According to Intel, the ACU reduces cost per kilowatt and enhances energy efficiency, allowing for the vehicle to reclaim up to 40% of the powertrain system energy losses, delivering a 3% to 5% efficiency boost during the Worldwide Harmonized Light Vehicles Test Procedure (WLTP). This translates to increased range, faster charging, and a more responsive driving experience while significantly reducing per-vehicle bill of materials (BOM), electric motor size, and battery costs compared to traditional approaches.

Stellantis Motorsports is adopting the Adaptive Control technology into its next-generation inverter control. In this implementation, the Intel technology will control the electric motor and recover energy during braking phases. The inverter plays a crucial role during a Formula E race, where any gain in efficiency transforms into a precious competitive advantage.

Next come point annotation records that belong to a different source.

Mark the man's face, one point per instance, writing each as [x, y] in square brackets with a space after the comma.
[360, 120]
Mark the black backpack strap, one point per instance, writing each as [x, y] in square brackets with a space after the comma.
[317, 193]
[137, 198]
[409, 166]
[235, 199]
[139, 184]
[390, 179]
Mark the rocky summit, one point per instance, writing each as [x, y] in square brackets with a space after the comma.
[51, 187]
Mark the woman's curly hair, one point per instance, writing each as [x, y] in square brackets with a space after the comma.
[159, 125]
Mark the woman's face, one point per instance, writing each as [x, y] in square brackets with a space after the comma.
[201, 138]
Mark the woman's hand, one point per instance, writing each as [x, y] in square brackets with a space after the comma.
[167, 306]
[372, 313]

Karma Automotive announced support for Intel’s ACU, showcasing an Intel co-branded inverter featuring Optimal Pulse Pattern control algorithms to improve efficiency and enable four unique driving profiles. Features include Torque Ripple Reduction and Range Boost.

The ACU’s programmability enables it to serve as a first-of-its-kind software-defined zonal controller, adapting to different vehicle topologies and applications. This flexibility streamlines the transition to software-defined vehicles, simplifies supply chains, and reduces the complexity of the vehicle BOM.

AI Inside

Also at CES, Intel, building on its first-generation AI-enhanced SDV system-on-chips (SoCs), announced the upcoming second-generation Arc B-series Graphics for Automotive set for production by the end of 2025. This solution provides the high-performance computing needed for more advanced in-vehicle AI workloads, next-generation human-machine interface (HMI) engines, and immersive in-vehicle experiences.

Paired with an Intel AI-enhanced SDV SoC and supported by the Intel AI ecosystem, the platform is said to deliver scalable performance for complex AI tasks.